This seminar proposes a prototype of an ambulatory device for differently abled population with smart interaction through pervasive computing. The existing mobile device has been using either Cathode Ray Tube (CRT), Liquid Crystal displays (LCD) or Light Emitting Diode (LED) which is the only means of window to connect to the universe. An alternative solution proposed is that to connect with the universe using a (VRD) Virtual Retinal Display, a personal display technique called the Retinal scanning imaging system. The display technique draws a raster display onto the retina of the eye. The user visualizes what appears to be a conventional display floating in the space in front of them. When combined with the gaze detectors and voice recognition modules, it can function as an alternative to real time mobile phones i.e. the visual elements in the display could be controlled by means of eye movement and voice commands. It would also act as an additional advantage for the differently-abled with disabilities in their limbs. So these could be used as an alternative to the existing mobile controlled over voice and eye-movement for those with the above mentioned disabilities.
Interactive interface management in ambulatory devices is to make the interaction of various categories of differently-abled people possible with ease. For those who possess disabled upper or lower or both limbs, interaction is possible via gaze and voice control. For a person with visual disabilities, it could work using voice controls. For a person with hearing and speaking disabilities, it could work by eye movements. The existing product is only intended to provide any ambulatory device that uses a low-cost eye contact sensor to detect for its user in a face-to-face conversation mode through the ambulatory devices. The limitation of these devices is that the prototype is used along with normal mobile phones. To improve the efficiency and decreasing the cost, making it economical we have to make use of the Virtual Retinal Display(VRD), the concept of the speech recognition and gaze detectors. VRD uses a tiny semiconductor laser or special LED’s as light source and collimates the light beam directly into the retina of the eye. This product could be architected by replacing the regular modules in the ambulatory devices with alternative which is mounted on to a spectacle lookalike component. The usual glowing screen displays would be replaced by the VRD. The keypad or the touch sensitive interface would be replaced by the interface that interacts by detecting the eye movement or voice commands given by the user. The ear piece of the device would be replaced by the ear phones that would render uninterrupted audio. The microphone would function, so as to render or input the voice commands given by the user to the controller of the device. Additionally a moveable mini camera is used for the purpose of video calling and video recording.

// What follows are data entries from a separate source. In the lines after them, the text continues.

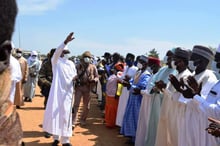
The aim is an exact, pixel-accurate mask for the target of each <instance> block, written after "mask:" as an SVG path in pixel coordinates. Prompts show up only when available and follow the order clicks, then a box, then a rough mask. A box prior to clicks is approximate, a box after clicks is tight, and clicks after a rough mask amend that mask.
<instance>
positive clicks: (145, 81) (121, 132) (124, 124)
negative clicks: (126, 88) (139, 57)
mask: <svg viewBox="0 0 220 146" xmlns="http://www.w3.org/2000/svg"><path fill="white" fill-rule="evenodd" d="M150 77H151V74H150V73H149V72H148V71H147V70H145V71H144V72H143V73H141V71H138V72H137V73H136V75H135V77H134V79H132V80H131V88H130V91H129V99H128V103H127V106H126V110H125V114H124V119H123V122H122V127H121V131H120V133H121V134H123V135H125V136H131V137H132V138H133V140H134V139H135V135H136V130H137V123H138V117H139V111H140V106H141V101H142V95H141V94H137V95H136V94H133V89H134V88H139V89H141V90H144V89H146V86H147V84H148V81H149V79H150Z"/></svg>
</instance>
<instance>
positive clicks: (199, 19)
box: [12, 0, 220, 59]
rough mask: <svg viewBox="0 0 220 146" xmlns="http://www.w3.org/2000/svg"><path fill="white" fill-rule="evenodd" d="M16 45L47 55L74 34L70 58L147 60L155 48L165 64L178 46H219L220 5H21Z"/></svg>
mask: <svg viewBox="0 0 220 146" xmlns="http://www.w3.org/2000/svg"><path fill="white" fill-rule="evenodd" d="M17 5H18V9H19V12H18V16H17V19H16V26H15V31H14V34H13V39H12V41H13V43H14V45H15V47H20V48H22V49H23V50H37V51H39V52H40V53H41V54H47V53H48V52H49V51H50V49H51V48H56V47H58V46H59V45H60V44H61V43H62V42H63V41H64V40H65V38H66V36H67V35H68V34H69V33H70V32H74V36H75V39H74V40H73V41H72V42H70V43H69V44H68V48H69V50H70V51H71V55H74V56H78V55H81V54H82V53H83V52H84V51H90V52H91V53H92V54H93V55H95V56H102V55H103V54H104V53H105V52H110V53H114V52H118V53H120V54H121V55H124V56H125V55H126V54H127V53H134V54H135V55H136V56H137V55H143V54H146V53H149V51H150V50H152V49H153V48H155V49H156V51H157V52H158V53H159V57H160V58H161V59H162V58H163V57H164V55H165V53H166V51H167V50H169V49H172V48H174V47H184V48H186V49H192V48H193V46H194V45H204V46H207V47H214V48H216V47H218V45H219V43H220V40H219V38H220V19H219V16H220V7H219V6H220V1H219V0H17Z"/></svg>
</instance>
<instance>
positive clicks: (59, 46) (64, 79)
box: [43, 32, 76, 146]
mask: <svg viewBox="0 0 220 146" xmlns="http://www.w3.org/2000/svg"><path fill="white" fill-rule="evenodd" d="M73 39H74V37H73V32H72V33H70V34H69V35H68V36H67V38H66V39H65V41H64V42H63V43H62V44H61V45H60V46H59V47H58V48H57V49H56V51H55V52H54V55H53V57H52V59H51V63H52V71H53V80H52V84H51V89H50V93H49V98H48V104H47V106H46V110H45V113H44V121H43V129H44V131H46V132H48V133H51V134H53V138H54V142H53V144H52V146H57V145H58V143H59V139H61V143H62V146H72V145H71V144H70V140H69V138H70V137H71V136H72V126H71V125H72V123H71V122H72V120H71V117H72V116H71V114H72V102H74V99H73V79H74V78H75V76H76V69H75V65H74V63H73V62H72V61H70V60H68V58H67V53H69V50H68V49H67V46H66V45H67V44H68V43H69V42H70V41H72V40H73Z"/></svg>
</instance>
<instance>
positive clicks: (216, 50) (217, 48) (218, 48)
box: [216, 44, 220, 53]
mask: <svg viewBox="0 0 220 146" xmlns="http://www.w3.org/2000/svg"><path fill="white" fill-rule="evenodd" d="M216 52H218V53H220V44H219V46H218V48H217V50H216Z"/></svg>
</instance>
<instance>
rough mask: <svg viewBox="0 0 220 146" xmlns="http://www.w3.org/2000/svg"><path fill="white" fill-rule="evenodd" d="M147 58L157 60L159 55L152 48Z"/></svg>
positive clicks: (154, 48) (156, 52)
mask: <svg viewBox="0 0 220 146" xmlns="http://www.w3.org/2000/svg"><path fill="white" fill-rule="evenodd" d="M148 56H149V57H155V58H159V53H158V52H157V51H156V49H155V48H153V49H152V50H150V51H149V55H148Z"/></svg>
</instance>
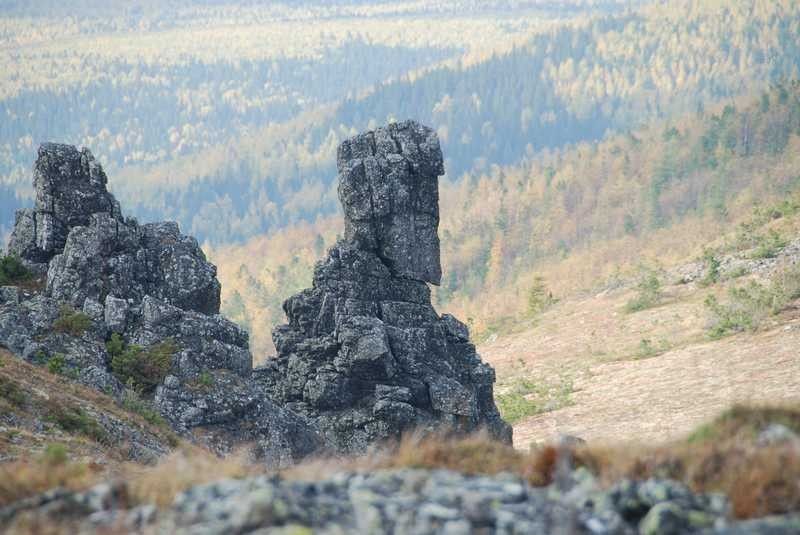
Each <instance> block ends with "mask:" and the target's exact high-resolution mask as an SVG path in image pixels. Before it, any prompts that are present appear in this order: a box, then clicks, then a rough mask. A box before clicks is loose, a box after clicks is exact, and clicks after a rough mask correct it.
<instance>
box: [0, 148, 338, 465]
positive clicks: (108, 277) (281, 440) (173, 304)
mask: <svg viewBox="0 0 800 535" xmlns="http://www.w3.org/2000/svg"><path fill="white" fill-rule="evenodd" d="M106 183H107V179H106V175H105V173H104V172H103V170H102V169H101V167H100V165H99V164H97V162H96V161H95V160H94V158H93V157H92V155H91V153H90V152H89V151H88V150H86V149H83V150H82V151H78V150H77V149H76V148H75V147H71V146H68V145H58V144H53V143H47V144H44V145H42V147H41V148H40V149H39V155H38V159H37V161H36V164H35V166H34V188H35V191H36V204H35V207H34V208H33V209H27V210H21V211H19V212H18V213H17V220H16V225H15V227H14V231H13V233H12V236H11V240H10V243H9V251H10V252H11V253H12V254H15V255H17V256H18V257H19V258H20V259H22V260H23V262H24V263H25V264H26V265H28V266H29V267H30V268H31V269H33V270H34V271H36V272H38V273H40V274H42V275H43V278H44V280H45V281H46V283H45V286H44V288H43V289H42V290H41V291H34V292H29V291H20V289H18V288H15V287H6V288H2V289H1V290H2V291H0V346H4V347H7V348H8V349H9V350H11V351H12V352H14V353H16V354H18V355H20V356H21V357H23V358H26V359H28V360H30V361H32V362H36V363H40V364H43V363H45V362H47V361H48V360H49V359H52V358H55V357H58V358H59V359H63V361H64V366H65V373H67V374H68V375H70V376H73V377H76V378H77V379H78V380H79V381H80V382H82V383H84V384H87V385H88V386H92V387H94V388H97V389H98V390H102V391H105V392H107V393H109V394H111V395H113V396H115V397H117V398H119V399H122V398H123V396H124V395H126V394H125V390H126V389H128V388H130V387H129V386H128V385H125V384H122V382H121V381H120V380H119V379H120V377H119V376H117V375H114V373H112V372H113V366H112V355H110V354H109V352H108V349H107V347H106V341H107V340H108V339H109V337H110V336H111V335H112V334H113V333H116V334H118V335H120V336H121V339H122V340H124V343H125V344H127V345H128V346H138V347H141V348H143V350H147V349H148V348H151V347H154V346H156V344H160V343H163V342H165V341H169V342H170V344H169V346H170V347H173V348H174V350H175V351H174V353H173V354H172V355H170V365H169V370H168V374H167V375H166V376H165V377H163V378H161V379H162V380H161V381H159V384H158V385H157V386H156V388H155V392H154V393H151V392H143V393H141V395H143V396H145V397H150V396H153V399H152V401H153V403H154V405H155V407H156V408H157V409H158V410H159V411H160V412H161V413H162V415H163V416H164V417H165V419H166V420H167V421H169V422H170V424H172V426H173V428H175V429H176V430H177V431H179V432H181V433H182V434H184V435H185V436H188V437H195V438H197V439H198V440H202V441H204V442H205V443H206V444H207V445H209V446H211V447H212V448H214V449H216V450H217V451H220V452H225V451H229V450H230V449H231V448H232V447H234V446H236V445H238V444H255V446H256V453H257V454H259V455H261V456H263V457H264V458H265V459H267V460H268V462H270V463H272V464H279V465H281V464H287V463H289V462H292V461H295V460H297V459H299V458H301V457H303V456H305V455H308V454H309V453H311V452H312V451H317V450H319V449H320V448H322V447H323V443H322V440H321V439H320V438H319V437H318V435H317V434H316V433H315V432H314V430H313V429H311V428H310V427H309V426H308V425H307V424H306V423H305V421H303V420H302V419H301V418H299V417H298V416H297V415H295V414H293V413H291V412H289V411H287V410H284V409H282V408H280V407H278V406H276V405H275V404H274V403H273V402H271V401H270V400H269V397H268V396H267V394H266V392H265V389H264V387H263V386H262V385H260V384H258V383H256V382H254V381H253V380H252V377H251V376H252V369H253V366H252V361H253V359H252V355H251V354H250V350H249V344H248V336H247V333H246V332H245V331H244V330H242V329H241V328H240V327H239V326H237V325H236V324H234V323H233V322H231V321H229V320H227V319H226V318H223V317H222V316H220V315H219V304H220V283H219V281H218V280H217V270H216V267H215V266H214V265H213V264H211V263H209V262H208V261H207V260H206V257H205V255H204V254H203V251H202V250H201V249H200V247H199V245H198V244H197V241H196V240H195V239H194V238H192V237H189V236H184V235H183V234H181V233H180V231H179V229H178V225H177V224H176V223H150V224H145V225H140V224H139V223H138V222H137V221H136V220H135V219H132V218H125V217H123V215H122V212H121V210H120V206H119V203H118V202H117V201H116V199H114V197H113V195H111V193H109V192H108V191H107V189H106ZM64 305H68V306H69V307H70V308H69V309H68V310H74V311H76V312H78V313H81V314H83V315H84V317H85V318H86V319H87V320H89V324H88V326H87V328H86V329H82V328H81V329H73V330H72V332H70V330H66V331H65V330H64V329H59V328H57V322H58V320H59V317H60V316H63V314H64V313H63V312H61V310H63V306H64ZM70 313H71V314H74V312H70ZM122 379H124V377H122Z"/></svg>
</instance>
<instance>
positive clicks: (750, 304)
mask: <svg viewBox="0 0 800 535" xmlns="http://www.w3.org/2000/svg"><path fill="white" fill-rule="evenodd" d="M798 297H800V265H796V266H792V267H788V268H784V269H782V270H779V271H777V272H776V273H775V275H773V278H772V280H771V281H770V282H769V283H768V284H766V285H764V284H759V283H757V282H755V281H751V282H750V284H748V285H746V286H742V287H738V288H731V289H730V290H729V293H728V299H727V301H725V302H724V303H721V302H720V301H719V300H718V299H717V298H716V297H715V296H713V295H710V296H708V297H707V298H706V300H705V305H706V308H708V310H709V311H710V313H711V325H710V328H709V335H710V336H711V338H714V339H718V338H722V337H724V336H727V335H729V334H734V333H737V332H742V331H755V330H757V329H758V328H759V327H760V326H761V324H762V322H763V321H764V320H765V319H766V318H768V317H769V316H771V315H774V314H777V313H779V312H781V311H782V310H784V309H785V308H786V306H787V305H788V304H789V303H790V302H791V301H793V300H795V299H797V298H798Z"/></svg>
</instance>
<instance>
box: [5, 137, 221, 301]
mask: <svg viewBox="0 0 800 535" xmlns="http://www.w3.org/2000/svg"><path fill="white" fill-rule="evenodd" d="M106 183H107V178H106V175H105V173H104V172H103V169H102V168H101V167H100V165H99V164H98V163H97V162H96V161H95V159H94V157H93V156H92V154H91V152H89V151H88V149H83V150H81V151H78V149H76V148H75V147H72V146H69V145H59V144H55V143H45V144H44V145H42V146H41V148H40V149H39V157H38V159H37V160H36V164H35V166H34V173H33V184H34V188H35V191H36V205H35V207H34V208H33V209H27V210H20V211H19V212H18V213H17V222H16V225H15V227H14V231H13V232H12V234H11V241H10V243H9V251H10V252H12V253H14V254H16V255H17V256H19V257H20V258H21V259H23V260H24V261H25V262H26V263H27V264H28V265H29V266H30V267H32V268H34V269H35V270H36V271H39V272H44V271H46V272H47V294H48V295H49V296H50V297H52V298H53V299H55V300H57V301H59V302H62V303H69V304H71V305H72V306H74V307H78V308H80V307H82V306H83V305H84V302H85V301H86V300H87V299H90V300H93V301H96V302H99V303H105V301H106V299H108V298H111V299H123V300H133V301H134V302H137V303H138V302H141V301H142V299H143V298H144V297H145V296H147V295H149V296H151V297H156V298H159V299H162V300H164V301H165V302H167V303H170V304H172V305H175V306H177V307H180V308H182V309H185V310H193V311H197V312H200V313H203V314H217V313H219V304H220V288H221V287H220V284H219V281H218V280H217V269H216V267H215V266H214V265H212V264H210V263H209V262H207V261H206V257H205V255H204V254H203V251H202V250H201V249H200V246H199V245H198V244H197V240H195V239H194V238H192V237H189V236H184V235H182V234H181V233H180V231H179V229H178V225H177V224H176V223H151V224H147V225H141V226H140V225H139V224H138V223H137V222H136V221H135V220H134V219H130V218H129V219H125V218H123V217H122V212H121V210H120V206H119V203H118V202H117V200H116V199H115V198H114V196H113V195H111V193H109V192H108V191H107V189H106ZM46 263H49V265H46Z"/></svg>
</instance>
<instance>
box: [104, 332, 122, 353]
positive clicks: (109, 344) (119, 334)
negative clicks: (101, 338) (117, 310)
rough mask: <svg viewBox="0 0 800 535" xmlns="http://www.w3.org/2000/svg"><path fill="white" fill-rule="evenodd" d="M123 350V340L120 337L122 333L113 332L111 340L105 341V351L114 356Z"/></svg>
mask: <svg viewBox="0 0 800 535" xmlns="http://www.w3.org/2000/svg"><path fill="white" fill-rule="evenodd" d="M124 350H125V340H124V339H123V338H122V335H120V334H119V333H114V334H112V335H111V340H109V341H108V342H106V351H108V354H109V355H111V357H112V358H113V357H116V356H119V355H121V354H122V352H123V351H124Z"/></svg>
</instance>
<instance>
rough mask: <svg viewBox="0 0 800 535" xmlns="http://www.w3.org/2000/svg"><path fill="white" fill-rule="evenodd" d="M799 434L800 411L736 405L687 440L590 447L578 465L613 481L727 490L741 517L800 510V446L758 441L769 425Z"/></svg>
mask: <svg viewBox="0 0 800 535" xmlns="http://www.w3.org/2000/svg"><path fill="white" fill-rule="evenodd" d="M775 423H777V424H781V425H784V426H786V427H787V428H789V429H791V430H792V431H794V432H800V409H796V408H789V407H755V408H747V407H742V406H737V407H734V408H732V409H730V410H728V411H725V412H724V413H723V414H722V415H721V416H720V417H718V418H717V419H716V420H714V421H712V422H711V423H709V424H707V425H704V426H701V427H700V428H698V429H697V430H696V431H695V432H694V433H692V434H691V435H690V436H689V437H688V438H687V439H686V440H684V441H680V442H676V443H673V444H667V445H663V446H657V447H652V448H641V447H640V448H627V449H625V448H620V447H605V448H604V447H589V448H583V449H581V450H579V451H578V452H577V460H578V462H579V463H581V464H583V465H585V466H587V467H588V468H590V469H591V470H592V471H593V472H595V473H598V474H600V475H601V477H602V479H603V481H605V482H607V483H610V482H612V481H615V480H618V479H619V478H621V477H631V478H634V479H644V478H648V477H667V478H671V479H676V480H679V481H683V482H684V483H686V484H688V485H689V486H690V487H691V488H692V489H693V490H695V491H698V492H721V493H724V494H726V495H727V496H728V497H729V498H730V500H731V505H732V508H733V514H734V516H736V517H737V518H755V517H762V516H767V515H771V514H783V513H788V512H791V511H797V510H800V446H798V444H797V443H793V442H791V441H788V442H783V443H774V444H768V445H759V444H758V443H757V438H758V434H759V432H760V431H762V430H763V429H765V428H766V427H767V426H768V425H769V424H775Z"/></svg>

Virtual Retinal Display is a screen less display that projects an image directly onto the human retina. With the VRD it may be possible to realize higher resolution, greater colour saturation, higher brightness and larger field-of-view than a traditional LCD or CRT screen-based system. Although the technology was invented by the University of Washington in the Human Interface Technology Lab (HIT) in 1991, development did not begin until 1993, the technology still needs much refinement and has only been commercialized in specialized sectors of the display market such as automobile repair and some parts of the military.
VRD consists of 3 units-System unit, Interconnect cable, and Display unit. System Unit contains drive electronics and a light source module. Interconnect cable carries optical fibres and several other electrical conductors between system unit and display unit. Display is either head mounted or helmet mounted. It contains the scanner assembly, pupil expander, viewer optics.